Why Marketers and Agencies Have a Real Responsibility to Reduce Their Carbon Footprints

Creatives should feel the climate crisis more acutely

For just about every business worldwide, taking a cold, hard look at your corporate carbon footprint seems fairly de rigueur in 2019. Last year, Gradient achieved its first stated broad goal—to make our New York and Los Angeles agencies completely carbon neutral by the end of the year, which we achieved. Now we're aiming even higher by committing to offset all our client's Gradient-led productions by the end of 2019. 

Why is this important to us? Of course, everyone on the planet has an obligation to address climate change in whatever way they can for obvious, life-sustaining reasons. But for us, as a creative company, we feel it perhaps more acutely. 

From an ethical responsibility perspective, we believe creatives have inspirational leadership powers, and therefore responsibilities for positive impact. It is creatives who conceptualize ideas that unlock marketing budgets and motivate consumers. In this world of hyper-automated everything, creativity is still what gets us all jazzed up. We therefore have to think about the impact of our creative proposals. In an industry where we create temporary experiences for a constant marketing system, thinking of how all that impacts our planet is a necessity.
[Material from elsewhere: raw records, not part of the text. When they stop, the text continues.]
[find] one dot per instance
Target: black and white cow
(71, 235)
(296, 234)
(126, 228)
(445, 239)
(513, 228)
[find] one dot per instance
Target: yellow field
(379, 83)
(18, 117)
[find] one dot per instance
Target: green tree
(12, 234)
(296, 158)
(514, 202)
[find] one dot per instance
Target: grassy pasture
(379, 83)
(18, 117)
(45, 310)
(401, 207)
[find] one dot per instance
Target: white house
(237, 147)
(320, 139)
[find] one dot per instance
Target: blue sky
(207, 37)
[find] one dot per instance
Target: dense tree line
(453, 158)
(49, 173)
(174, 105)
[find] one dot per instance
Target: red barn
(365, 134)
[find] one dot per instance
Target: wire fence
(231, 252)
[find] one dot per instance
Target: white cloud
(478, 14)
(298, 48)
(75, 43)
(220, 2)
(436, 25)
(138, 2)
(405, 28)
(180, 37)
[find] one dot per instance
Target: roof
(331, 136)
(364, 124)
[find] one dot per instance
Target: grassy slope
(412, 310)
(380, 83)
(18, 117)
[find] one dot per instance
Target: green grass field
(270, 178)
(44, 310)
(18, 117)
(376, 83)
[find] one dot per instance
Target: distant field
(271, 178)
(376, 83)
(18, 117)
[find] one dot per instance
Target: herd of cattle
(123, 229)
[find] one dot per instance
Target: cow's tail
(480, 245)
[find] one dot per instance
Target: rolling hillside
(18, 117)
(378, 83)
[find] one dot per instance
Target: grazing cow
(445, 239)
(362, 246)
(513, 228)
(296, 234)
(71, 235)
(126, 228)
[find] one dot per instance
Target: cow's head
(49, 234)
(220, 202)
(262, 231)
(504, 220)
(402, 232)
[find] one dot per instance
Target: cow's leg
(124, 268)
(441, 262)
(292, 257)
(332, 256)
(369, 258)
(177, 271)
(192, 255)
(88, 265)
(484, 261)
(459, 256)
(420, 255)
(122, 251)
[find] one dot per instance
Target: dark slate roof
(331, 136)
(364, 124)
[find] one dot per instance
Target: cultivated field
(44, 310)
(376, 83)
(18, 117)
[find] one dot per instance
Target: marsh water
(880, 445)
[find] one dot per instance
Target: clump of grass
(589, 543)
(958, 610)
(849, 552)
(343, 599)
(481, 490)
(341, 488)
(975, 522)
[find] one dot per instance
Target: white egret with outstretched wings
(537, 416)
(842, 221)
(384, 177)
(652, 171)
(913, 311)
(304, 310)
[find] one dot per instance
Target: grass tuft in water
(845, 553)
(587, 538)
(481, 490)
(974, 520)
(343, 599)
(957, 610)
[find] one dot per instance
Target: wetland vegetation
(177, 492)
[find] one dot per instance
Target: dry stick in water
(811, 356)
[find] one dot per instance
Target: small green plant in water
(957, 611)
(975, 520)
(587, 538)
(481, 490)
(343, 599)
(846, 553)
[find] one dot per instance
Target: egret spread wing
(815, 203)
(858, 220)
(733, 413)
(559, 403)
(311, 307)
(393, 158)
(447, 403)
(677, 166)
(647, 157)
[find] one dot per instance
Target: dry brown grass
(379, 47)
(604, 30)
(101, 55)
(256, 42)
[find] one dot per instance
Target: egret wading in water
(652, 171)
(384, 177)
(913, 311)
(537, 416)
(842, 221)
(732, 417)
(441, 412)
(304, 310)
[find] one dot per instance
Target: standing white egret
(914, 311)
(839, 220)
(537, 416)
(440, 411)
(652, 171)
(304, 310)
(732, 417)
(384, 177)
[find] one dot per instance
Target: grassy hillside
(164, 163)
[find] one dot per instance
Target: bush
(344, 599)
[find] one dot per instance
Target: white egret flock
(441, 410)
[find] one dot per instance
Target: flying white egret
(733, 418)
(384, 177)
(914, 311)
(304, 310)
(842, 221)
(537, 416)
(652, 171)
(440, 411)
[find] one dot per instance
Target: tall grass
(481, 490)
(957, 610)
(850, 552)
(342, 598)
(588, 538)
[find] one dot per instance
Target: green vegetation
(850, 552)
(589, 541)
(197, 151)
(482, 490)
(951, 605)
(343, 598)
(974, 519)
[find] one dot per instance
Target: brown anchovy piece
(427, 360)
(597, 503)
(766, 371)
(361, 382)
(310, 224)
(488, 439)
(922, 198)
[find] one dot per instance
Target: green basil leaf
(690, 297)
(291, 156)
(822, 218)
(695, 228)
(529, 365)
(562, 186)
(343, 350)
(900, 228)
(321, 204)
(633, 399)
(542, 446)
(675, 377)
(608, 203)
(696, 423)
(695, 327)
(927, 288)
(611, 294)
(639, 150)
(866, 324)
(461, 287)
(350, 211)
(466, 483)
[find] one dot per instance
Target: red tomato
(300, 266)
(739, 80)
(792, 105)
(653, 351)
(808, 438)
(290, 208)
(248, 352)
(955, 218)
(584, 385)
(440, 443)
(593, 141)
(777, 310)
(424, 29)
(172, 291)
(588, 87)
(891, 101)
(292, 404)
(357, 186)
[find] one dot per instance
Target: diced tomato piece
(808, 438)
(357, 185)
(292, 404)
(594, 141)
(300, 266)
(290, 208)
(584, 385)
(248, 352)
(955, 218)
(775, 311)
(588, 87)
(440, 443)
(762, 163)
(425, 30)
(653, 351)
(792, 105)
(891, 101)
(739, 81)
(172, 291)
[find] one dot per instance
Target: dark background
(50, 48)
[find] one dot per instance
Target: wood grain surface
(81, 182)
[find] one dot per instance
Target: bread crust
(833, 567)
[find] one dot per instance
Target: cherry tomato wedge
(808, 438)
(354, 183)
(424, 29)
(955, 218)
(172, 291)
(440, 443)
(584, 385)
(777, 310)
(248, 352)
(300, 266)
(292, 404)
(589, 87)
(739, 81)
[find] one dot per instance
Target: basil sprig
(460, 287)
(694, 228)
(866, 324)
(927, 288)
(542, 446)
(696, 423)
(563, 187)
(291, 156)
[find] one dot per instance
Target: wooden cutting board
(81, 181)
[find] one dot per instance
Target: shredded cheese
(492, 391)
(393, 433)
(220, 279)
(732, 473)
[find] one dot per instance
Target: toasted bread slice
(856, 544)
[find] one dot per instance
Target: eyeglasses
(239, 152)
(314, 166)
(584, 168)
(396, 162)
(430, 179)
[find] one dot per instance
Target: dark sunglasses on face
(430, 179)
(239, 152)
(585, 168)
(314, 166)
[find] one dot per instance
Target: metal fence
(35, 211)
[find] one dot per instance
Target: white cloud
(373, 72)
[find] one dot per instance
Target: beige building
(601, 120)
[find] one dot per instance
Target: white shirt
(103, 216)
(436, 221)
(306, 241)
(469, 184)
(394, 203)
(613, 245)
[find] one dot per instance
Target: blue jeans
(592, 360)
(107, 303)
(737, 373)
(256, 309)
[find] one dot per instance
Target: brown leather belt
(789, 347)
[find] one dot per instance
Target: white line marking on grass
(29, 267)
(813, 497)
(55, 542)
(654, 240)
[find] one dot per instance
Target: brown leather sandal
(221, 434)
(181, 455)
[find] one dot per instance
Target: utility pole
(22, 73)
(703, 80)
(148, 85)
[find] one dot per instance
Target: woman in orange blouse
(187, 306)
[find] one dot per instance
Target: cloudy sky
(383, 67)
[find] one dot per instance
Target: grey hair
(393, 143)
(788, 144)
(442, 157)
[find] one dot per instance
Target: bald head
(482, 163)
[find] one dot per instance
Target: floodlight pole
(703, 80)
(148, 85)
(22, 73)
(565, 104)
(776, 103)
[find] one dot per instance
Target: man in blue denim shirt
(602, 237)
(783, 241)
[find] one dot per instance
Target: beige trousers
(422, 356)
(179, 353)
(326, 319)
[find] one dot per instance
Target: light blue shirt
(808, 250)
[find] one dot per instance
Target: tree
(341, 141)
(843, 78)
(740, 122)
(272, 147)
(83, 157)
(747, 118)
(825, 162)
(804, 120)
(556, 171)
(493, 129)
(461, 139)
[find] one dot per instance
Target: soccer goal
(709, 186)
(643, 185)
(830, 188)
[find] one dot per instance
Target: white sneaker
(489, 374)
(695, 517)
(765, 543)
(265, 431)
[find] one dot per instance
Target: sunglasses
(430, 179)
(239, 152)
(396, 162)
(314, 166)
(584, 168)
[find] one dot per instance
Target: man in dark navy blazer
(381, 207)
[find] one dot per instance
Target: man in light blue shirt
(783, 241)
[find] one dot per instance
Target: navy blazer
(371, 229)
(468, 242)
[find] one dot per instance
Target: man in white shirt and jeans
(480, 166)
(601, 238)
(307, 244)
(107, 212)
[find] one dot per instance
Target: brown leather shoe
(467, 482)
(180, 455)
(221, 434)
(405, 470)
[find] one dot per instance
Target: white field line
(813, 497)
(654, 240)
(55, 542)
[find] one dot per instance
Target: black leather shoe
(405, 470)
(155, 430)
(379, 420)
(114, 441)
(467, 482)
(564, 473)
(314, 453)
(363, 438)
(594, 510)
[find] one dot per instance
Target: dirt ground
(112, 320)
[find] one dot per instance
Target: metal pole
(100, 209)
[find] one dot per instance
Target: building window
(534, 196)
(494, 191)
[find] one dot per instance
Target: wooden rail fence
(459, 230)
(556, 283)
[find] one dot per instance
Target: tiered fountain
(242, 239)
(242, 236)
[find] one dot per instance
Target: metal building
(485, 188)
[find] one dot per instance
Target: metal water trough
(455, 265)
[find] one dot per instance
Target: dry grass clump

Moreover, for us, addressing this issue with more than just lip service is important to another important corporate constituency—our employees. Like most creative agencies, our workforce tends to be quite young, and millenials and Gen Zs have strong feelings of individual responsibilities toward protecting the environment.

So we know how important this is. The question, then, is how to implement something designed to have both a measurable impact on the actual problem, and also show our level of commitment as a company, and maybe inspire others to do the same. Clearly, this is about more than putting extra recycling bins in the break room. 

To do this right, we worked with a specialized consulting firm called co2logic, to parse through all of our corporate energy expenditures, from travel and commuting to electricity usage and more. It's amazing how, when you work with true experts, what seems like a daunting task turns out to be a smooth and enjoyable process. 

With their guidance, we evaluated what steps we could take to reduce our existing footprint, like reimbursing Citibike commuting for example, and then evaluated the amount we needed to reinvest in carbon positive efforts. 

We learned, we improved, and we ensured we had the impact we were looking for (a familiar approach for our strategically led agency). Now we are currently analyzing the impact of the various types of projects that we handle for our clients, ensuring that we can again learn, optimize and reinject a portion of our agency's profits toward offsetting all of the impact we will have had in 2019. 

Some of the changes seem obvious, like limiting air travel whenever possible. Some changes are instructional, such as researching the best partners out there to improve our recycling of production materials. Realistically we can't offset everything, some impact is inevitable, but we can take corporate responsibility and do things like fund carbon-positive projects, or invest in companies that manufacture non-polluting solar-powered stoves to replace deforesting wood units currently used in many developing countries. 

As for the actual impact our efforts will have, we remain realistic. Gradient is growing fast, but we are still a small agency compared to the behemoths that are our clients and other agencies in New York. But now they're hearing from us about how painless and rewarding the process was, while also hearing those same values echoed from their younger workforce. Maybe that becomes the impetus that propels the bigger changes we all need. 

As we are seeing in several social movements from gun control to LGBTQ rights to female body rights, major changes can be pushed through by corporation involvement. While individuals can start movements, companies can see them through, especially creative ones that have the power to persuade, and want to be on the right side of environmental protection history.